[BEE-30080] Real-Time Voice AI Integration Patterns
INFO
A real-time voice AI pipeline translates spoken input to text, generates a response, and synthesizes speech — targeting a total round-trip under 300ms. The primary engineering challenge is latency: each stage (VAD, STT, LLM, TTS) accumulates delay, and only pipelining the LLM-to-TTS boundary without waiting for full LLM completion makes sub-second conversation feel natural.
Context
The building blocks for voice AI — automatic speech recognition, language models, and text-to-speech synthesis — each matured independently. The convergence of streaming APIs across all three layers made low-latency voice AI feasible as a production backend pattern around 2023.
OpenAI's Whisper (Radford et al., arXiv:2212.04356, "Robust Speech Recognition via Large-Scale Weak Supervision," 2022) established a new quality floor: a single neural model trained on 680,000 hours of multilingual audio, achieving 2.01 WER on LibriSpeech clean with its large-v3 variant. Whisper is a batch model and introduces 1–3 seconds of latency on its own, making it unsuitable for real-time conversation. Streaming ASR services — Deepgram Nova, Google Speech-to-Text, and AssemblyAI — achieve latency in the 50–150ms range by returning interim transcripts as audio arrives.
Text-to-speech quality took a parallel leap. ElevenLabs' Flash v2.5 model targets ~75ms time-to-first-audio-byte; OpenAI TTS targets ~200ms. Both support streaming: audio chunks begin arriving before the full text input is processed. This enables the most important latency optimization: rather than waiting for the LLM to finish its full response before sending it to TTS, the pipeline sends each sentence to TTS as soon as the LLM generates it.

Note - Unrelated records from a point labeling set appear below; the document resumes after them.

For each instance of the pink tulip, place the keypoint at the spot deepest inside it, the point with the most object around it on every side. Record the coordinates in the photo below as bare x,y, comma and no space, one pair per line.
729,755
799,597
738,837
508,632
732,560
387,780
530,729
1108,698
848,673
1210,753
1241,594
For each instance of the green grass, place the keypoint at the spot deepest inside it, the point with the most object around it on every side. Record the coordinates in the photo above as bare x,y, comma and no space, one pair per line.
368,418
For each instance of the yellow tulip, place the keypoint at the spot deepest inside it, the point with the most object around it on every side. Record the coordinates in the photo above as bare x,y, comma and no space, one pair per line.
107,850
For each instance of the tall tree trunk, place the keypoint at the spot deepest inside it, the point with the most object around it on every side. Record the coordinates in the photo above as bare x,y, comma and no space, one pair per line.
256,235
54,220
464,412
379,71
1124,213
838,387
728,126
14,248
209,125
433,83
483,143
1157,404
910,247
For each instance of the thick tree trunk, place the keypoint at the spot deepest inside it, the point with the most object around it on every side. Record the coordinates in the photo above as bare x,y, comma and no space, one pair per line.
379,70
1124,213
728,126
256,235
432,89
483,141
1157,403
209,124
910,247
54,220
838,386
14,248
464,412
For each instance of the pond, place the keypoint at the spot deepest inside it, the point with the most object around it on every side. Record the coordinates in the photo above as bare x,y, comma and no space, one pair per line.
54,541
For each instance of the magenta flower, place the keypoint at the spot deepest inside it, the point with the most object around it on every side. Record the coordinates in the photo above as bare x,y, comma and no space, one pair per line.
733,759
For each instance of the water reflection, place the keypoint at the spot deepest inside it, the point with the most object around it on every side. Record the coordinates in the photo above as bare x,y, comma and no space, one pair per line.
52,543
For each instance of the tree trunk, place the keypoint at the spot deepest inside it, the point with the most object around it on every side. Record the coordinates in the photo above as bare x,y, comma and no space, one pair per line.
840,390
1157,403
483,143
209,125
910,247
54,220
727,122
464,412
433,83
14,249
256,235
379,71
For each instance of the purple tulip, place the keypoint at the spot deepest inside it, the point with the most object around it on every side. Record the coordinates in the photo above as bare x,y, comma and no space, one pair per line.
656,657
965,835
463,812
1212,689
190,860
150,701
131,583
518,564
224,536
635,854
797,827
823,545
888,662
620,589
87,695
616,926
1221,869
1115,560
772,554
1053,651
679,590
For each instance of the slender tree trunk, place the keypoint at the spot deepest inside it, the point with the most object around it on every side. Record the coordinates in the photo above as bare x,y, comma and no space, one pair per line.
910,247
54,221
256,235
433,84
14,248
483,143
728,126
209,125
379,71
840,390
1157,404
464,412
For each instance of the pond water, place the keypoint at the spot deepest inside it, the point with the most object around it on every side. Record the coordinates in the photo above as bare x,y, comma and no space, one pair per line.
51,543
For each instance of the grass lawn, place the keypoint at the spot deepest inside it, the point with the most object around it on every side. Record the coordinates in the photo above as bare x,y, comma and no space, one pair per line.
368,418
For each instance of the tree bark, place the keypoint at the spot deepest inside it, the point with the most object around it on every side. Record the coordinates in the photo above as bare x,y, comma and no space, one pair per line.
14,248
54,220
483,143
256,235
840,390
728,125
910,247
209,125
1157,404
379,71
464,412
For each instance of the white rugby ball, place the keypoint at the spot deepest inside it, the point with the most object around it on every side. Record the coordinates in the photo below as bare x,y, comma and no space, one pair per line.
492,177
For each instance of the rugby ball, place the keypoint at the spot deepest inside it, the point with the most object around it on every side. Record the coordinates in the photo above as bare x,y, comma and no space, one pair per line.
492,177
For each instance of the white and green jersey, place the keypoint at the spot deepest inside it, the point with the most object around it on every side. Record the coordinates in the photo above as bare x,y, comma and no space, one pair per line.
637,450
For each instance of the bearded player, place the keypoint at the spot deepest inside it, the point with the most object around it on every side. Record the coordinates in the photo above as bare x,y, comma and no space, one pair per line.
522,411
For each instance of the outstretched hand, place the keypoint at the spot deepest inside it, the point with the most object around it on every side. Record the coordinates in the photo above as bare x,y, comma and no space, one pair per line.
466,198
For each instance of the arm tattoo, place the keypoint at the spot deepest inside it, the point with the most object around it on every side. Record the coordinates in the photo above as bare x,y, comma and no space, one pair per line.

Conversation naturalness depends almost entirely on latency. Gaps under 200ms feel seamless; 300–500ms begin to feel sluggish; above 1.5 seconds, users repeatedly interrupt or abandon the interaction. In production, GPT-4o averages ~700ms time-to-first-token and Gemini Flash 1.5 averages ~300ms TTFT. Even with fast STT and TTS, the LLM stage is the binding constraint. The pipeline architecture must be designed to minimize time from speech-end to first audio output.
Architecture Choices
Two fundamental architectures exist:
Cascading Pipeline (STT → LLM → TTS)
The dominant production architecture. Three independent API services are composed in sequence:
[Microphone] → [VAD] → [STT] → [LLM] → [TTS] → [Speaker]Advantages: Modular — each component can be swapped independently. Debuggable — transcripts and responses are text and can be logged. Cost-efficient — STT and TTS services are cheaper than audio token processing.
Latency: Sum of STT finalization (50–100ms), LLM TTFT (100–700ms depending on model and infrastructure), and TTS first audio chunk (50–200ms). Total: 300ms to over 1 second.
End-to-End Speech-to-Speech (OpenAI Realtime API, Gemini Live)
The model receives audio directly and emits audio directly. No explicit STT or TTS boundary. OpenAI's Realtime API (wss://api.openai.com/v1/realtime?model=gpt-realtime) and Google's Gemini Live implement this.
Advantages: Lower TTFT (model processes audio tokens, no STT delay). Native emotion and prosody propagation from the user's voice. Single API endpoint.
Disadvantages: Audio tokens are approximately 10× more expensive than text tokens, making conversation cost roughly 10× higher. No access to intermediate transcripts for logging and compliance. Cannot swap underlying models without changing the integration point. Less suitable for high-volume deployments.
For most production deployments, the cascading pipeline provides a better cost-quality-observability tradeoff. End-to-end speech-to-speech is appropriate for consumer-grade applications where conversation naturalness outweighs cost.
Voice Activity Detection
Voice Activity Detection (VAD) solves three problems in a voice pipeline:
- Silence filtering: Do not send silence frames to the STT API. Background noise and breathing add cost and reduce accuracy.
- Turn-end detection: Infer when the user has finished speaking and the pipeline should trigger STT finalization.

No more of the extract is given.